I was gifted a hot sauce kit for Christmas by my girlfriend’s mom, and it might just be the best gift I’ve ever received. As you may know, I’m a hot sauce fiend, to the point that I bought a cart for my kitchen just for my hot sauce. (Yeah, I have a lot of hot sauce.)
I’d never taken the initiative to make my own hot sauce — heck, it didn’t really occur to me that I could make my own. That all changed when I opened the gift and found a Deluxe DIY Hot Sauce Kit sold by a Portland, Oregon-based company called Grow and Make. In it was a variety of dry spices, three different kinds of dried peppers — guajillo, chipotle and arbol — plus six bottles, vinegar and the few other items needed to make sauce.
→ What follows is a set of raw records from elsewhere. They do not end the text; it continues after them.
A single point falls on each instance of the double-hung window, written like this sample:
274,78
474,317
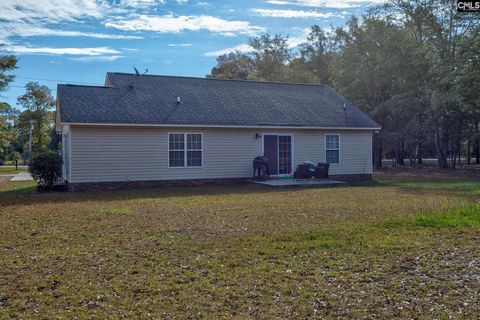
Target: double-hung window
332,148
184,150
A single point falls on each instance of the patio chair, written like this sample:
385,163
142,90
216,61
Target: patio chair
304,172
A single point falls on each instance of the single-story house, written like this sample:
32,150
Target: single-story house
162,130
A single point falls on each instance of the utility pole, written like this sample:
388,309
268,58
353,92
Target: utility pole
30,141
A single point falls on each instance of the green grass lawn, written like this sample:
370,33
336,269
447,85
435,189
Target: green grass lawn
10,170
399,247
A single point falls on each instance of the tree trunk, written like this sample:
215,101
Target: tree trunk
477,146
469,155
441,146
400,154
378,151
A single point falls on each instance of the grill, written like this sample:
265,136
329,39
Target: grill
260,168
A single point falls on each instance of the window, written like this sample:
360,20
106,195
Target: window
332,148
284,154
184,150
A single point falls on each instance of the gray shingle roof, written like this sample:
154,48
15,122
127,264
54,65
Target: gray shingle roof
153,100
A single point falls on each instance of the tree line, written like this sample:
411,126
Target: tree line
38,113
413,66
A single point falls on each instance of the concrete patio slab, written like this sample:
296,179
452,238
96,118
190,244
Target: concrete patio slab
298,183
22,176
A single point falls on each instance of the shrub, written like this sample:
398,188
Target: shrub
15,155
46,169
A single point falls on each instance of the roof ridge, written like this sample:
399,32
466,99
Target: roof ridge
217,79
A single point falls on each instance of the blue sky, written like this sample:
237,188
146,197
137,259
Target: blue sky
78,41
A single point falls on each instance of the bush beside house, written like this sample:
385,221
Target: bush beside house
46,169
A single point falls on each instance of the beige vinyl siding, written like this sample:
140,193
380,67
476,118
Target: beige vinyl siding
102,154
66,151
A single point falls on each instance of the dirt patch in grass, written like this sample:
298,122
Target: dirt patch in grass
390,249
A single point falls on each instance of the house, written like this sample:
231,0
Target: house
165,130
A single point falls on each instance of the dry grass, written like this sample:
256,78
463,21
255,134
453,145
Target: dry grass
367,251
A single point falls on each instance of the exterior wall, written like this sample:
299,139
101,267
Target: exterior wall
112,154
66,152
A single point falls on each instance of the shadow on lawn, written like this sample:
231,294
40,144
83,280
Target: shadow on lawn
27,194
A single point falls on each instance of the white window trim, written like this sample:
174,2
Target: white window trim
185,149
339,147
273,133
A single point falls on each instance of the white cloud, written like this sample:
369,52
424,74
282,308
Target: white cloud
139,3
326,3
278,13
27,30
241,48
96,58
300,36
179,44
52,11
63,51
177,24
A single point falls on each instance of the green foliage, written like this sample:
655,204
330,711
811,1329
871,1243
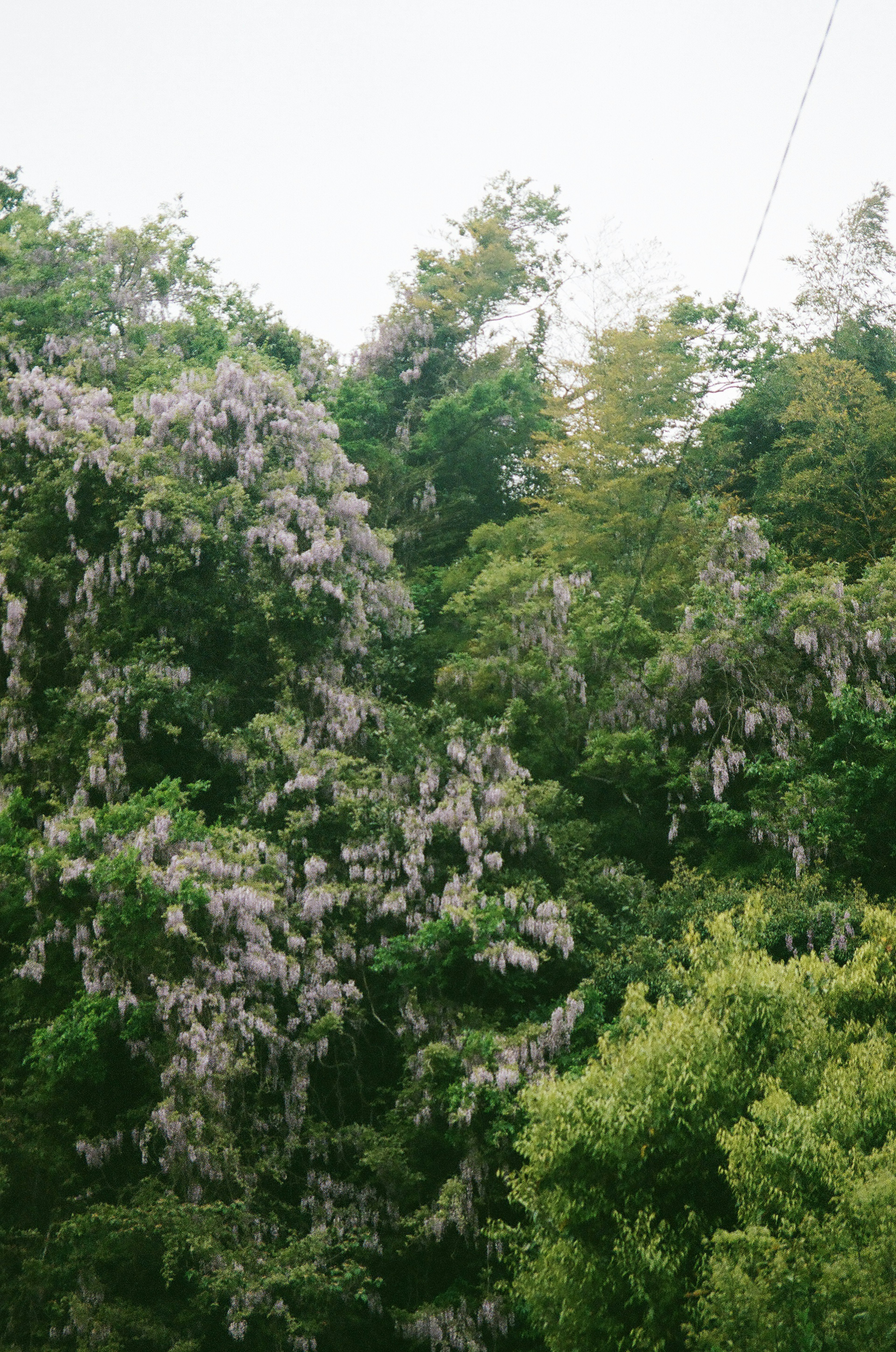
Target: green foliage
480,947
I wasn’t terribly enamored by the recipes, so I decided to go rogue, buying some dried habaneros to really kick things up a notch. I had no clue what I was doing, but I found out it was pretty easy. I’m not always handy in the kitchen, however, so there were a few missteps along the way.
I started by simmering the dried peppers in water for a few minutes to rehydrate them (and I like my sauce spicy, so I left the seeds in). From there, I put the pepper mix into the blender and punched the puree button. And then, it’s a matter of adding the ingredients that will enhance the flavors of the peppers. I used some tomato sauce, chopped onions and tomatoes, cilantro, minced garlic, fresh lime juice and vinegar, along with a few other spices. Then you can add water to thin it out to your liking.
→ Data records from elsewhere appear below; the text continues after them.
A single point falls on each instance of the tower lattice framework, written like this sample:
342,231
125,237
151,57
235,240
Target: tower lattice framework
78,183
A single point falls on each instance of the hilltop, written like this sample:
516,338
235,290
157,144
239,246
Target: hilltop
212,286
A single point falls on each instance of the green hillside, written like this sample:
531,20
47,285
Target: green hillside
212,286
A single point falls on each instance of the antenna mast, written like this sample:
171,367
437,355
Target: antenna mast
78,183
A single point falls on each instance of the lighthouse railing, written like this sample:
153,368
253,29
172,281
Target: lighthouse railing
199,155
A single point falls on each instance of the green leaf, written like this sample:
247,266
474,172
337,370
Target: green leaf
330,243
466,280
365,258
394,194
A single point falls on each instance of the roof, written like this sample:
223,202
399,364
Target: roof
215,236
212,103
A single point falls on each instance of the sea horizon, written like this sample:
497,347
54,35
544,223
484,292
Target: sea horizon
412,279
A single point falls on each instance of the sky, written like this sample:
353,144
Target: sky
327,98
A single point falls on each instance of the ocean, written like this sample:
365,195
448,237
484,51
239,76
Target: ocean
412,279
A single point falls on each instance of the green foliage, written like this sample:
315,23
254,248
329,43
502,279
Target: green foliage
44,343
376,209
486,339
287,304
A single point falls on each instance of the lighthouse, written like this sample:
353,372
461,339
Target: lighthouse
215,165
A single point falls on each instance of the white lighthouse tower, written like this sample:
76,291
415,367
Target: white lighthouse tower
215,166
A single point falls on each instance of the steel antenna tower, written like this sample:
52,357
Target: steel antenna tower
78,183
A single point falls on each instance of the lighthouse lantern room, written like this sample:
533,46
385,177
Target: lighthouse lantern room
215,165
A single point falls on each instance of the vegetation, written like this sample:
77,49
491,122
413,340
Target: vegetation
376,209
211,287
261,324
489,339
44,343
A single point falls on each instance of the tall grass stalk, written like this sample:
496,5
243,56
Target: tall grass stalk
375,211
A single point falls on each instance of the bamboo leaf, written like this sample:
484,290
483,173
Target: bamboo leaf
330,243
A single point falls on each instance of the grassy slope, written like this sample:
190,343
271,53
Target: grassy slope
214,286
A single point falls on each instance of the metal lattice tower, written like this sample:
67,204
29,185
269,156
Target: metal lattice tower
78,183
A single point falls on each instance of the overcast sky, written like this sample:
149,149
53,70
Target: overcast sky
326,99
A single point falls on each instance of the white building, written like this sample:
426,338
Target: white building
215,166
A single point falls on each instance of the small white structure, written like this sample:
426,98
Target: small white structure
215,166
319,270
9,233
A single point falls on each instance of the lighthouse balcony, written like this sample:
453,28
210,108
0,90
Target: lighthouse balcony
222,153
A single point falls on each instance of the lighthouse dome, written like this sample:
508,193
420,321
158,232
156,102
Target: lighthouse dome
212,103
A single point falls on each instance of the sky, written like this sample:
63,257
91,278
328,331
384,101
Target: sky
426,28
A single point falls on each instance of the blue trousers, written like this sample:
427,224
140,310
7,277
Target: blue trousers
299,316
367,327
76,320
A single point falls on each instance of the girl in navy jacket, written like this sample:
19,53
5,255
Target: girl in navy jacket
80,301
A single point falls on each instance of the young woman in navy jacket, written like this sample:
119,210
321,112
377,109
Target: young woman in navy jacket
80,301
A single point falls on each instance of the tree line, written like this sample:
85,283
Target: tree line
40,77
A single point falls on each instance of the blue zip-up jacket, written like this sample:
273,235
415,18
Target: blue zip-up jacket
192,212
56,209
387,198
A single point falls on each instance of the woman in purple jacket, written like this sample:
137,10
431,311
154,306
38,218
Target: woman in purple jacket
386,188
At that point, you just puree it until it’s smooth. Unfortunately, however, I failed to notice that my blender vessel wasn’t tightly secured, sending nuclear goo all over the place. I rolled my eyes and sighed, only then realizing a couple of important things: The unfinished sauce might take the finish off my countertop (it was pretty intense hot sauce), first of all, and second of all, it might not have been a good idea for my dog to try and lick the stuff, or even step in it.
Brief panic ensued that involved about 20 paper towels and roughly half a quart of surface cleaner. I’m glad I was home alone at the time, because I’m sure I looked like something out of an “Everybody Loves Raymond” rerun.
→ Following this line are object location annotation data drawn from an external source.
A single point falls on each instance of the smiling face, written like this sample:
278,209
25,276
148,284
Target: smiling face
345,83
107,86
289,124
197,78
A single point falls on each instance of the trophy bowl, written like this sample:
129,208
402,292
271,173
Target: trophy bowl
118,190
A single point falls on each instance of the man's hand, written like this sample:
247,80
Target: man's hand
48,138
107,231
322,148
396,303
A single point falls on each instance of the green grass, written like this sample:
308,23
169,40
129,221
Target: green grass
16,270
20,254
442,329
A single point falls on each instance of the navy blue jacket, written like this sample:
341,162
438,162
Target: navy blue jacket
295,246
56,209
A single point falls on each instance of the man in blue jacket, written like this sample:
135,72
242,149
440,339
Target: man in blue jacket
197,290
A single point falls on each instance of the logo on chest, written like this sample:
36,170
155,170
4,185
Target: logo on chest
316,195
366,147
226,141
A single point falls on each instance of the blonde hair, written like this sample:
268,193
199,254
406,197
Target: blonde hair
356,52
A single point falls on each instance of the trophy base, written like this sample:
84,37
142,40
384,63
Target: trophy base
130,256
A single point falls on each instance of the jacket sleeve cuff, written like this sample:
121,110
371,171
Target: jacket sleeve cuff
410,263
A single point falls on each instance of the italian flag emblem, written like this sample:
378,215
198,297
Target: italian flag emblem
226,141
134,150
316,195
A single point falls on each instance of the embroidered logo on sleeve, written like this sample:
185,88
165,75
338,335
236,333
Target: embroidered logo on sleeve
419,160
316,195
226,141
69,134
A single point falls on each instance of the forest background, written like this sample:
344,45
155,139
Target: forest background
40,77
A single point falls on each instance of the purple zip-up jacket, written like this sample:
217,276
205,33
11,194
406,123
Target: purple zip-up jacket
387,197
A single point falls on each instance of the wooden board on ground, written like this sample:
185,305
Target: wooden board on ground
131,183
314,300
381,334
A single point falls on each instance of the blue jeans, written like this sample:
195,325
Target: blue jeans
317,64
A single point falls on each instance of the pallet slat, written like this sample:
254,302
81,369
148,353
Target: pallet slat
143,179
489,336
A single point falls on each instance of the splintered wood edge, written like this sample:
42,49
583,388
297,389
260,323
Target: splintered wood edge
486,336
Anyway, when I finally got the fiery mess cleaned up and had the sauce pureed to my liking, I made my next mistake, which completely ignored an instruction in the kit’s how-to guide: I decided to smell my creation by hovering over the blender. Yeah, I basically put my face in what amounted to a pitcher of hot sauce, and inhaled. I wouldn’t recommend trying this at home — even though for some reason I did.
Once my eyes stopped watering, and I stopped coughing, I heated the concoction on the stove until it boiled, then let it cool for about 20 minutes. As the sauce cooled close to room temperature, it was time to fill the hot sauce bottles (after sterilizing them). My first batch, which was supposed to fill three bottles, only filled one and a half. Oops. Yeah, it was pretty intense stuff, but still far from the hottest stuff I’ve tried.
I let a few friends try it, and received good reviews — it was certainly hot, thanks in part to the arbol and guajillo peppers, and it got some nice smoke flavor from the chipotles (which are roasted jalapenos), and the habaneros finished off the sizzle with their signature tropical notes. I’m pretty proud of the stuff. (My friend J.K. calls it “Gibson’s Gutbuster.” We’ll see if that moniker sticks.)
The whole point, though, is that it’s really easy to do. I made a second batch, adding green chiles to the mix, a few other spices and a bit more tomatoes and onions the second time around. I also used apple cider vinegar instead of white vinegar. The flavor in batch number two was definitely improved from the first batch, without sacrificing heat.
Next, I’m going to make a sauce with carrots as the base rather than tomatoes. Heck, I even bought 24 more bottles off eBay to fill with my piquant creations. You never know, maybe you’ll see Gibson’s Gutbuster on your local store shelves someday. That is, if I ever master the art of using a blender.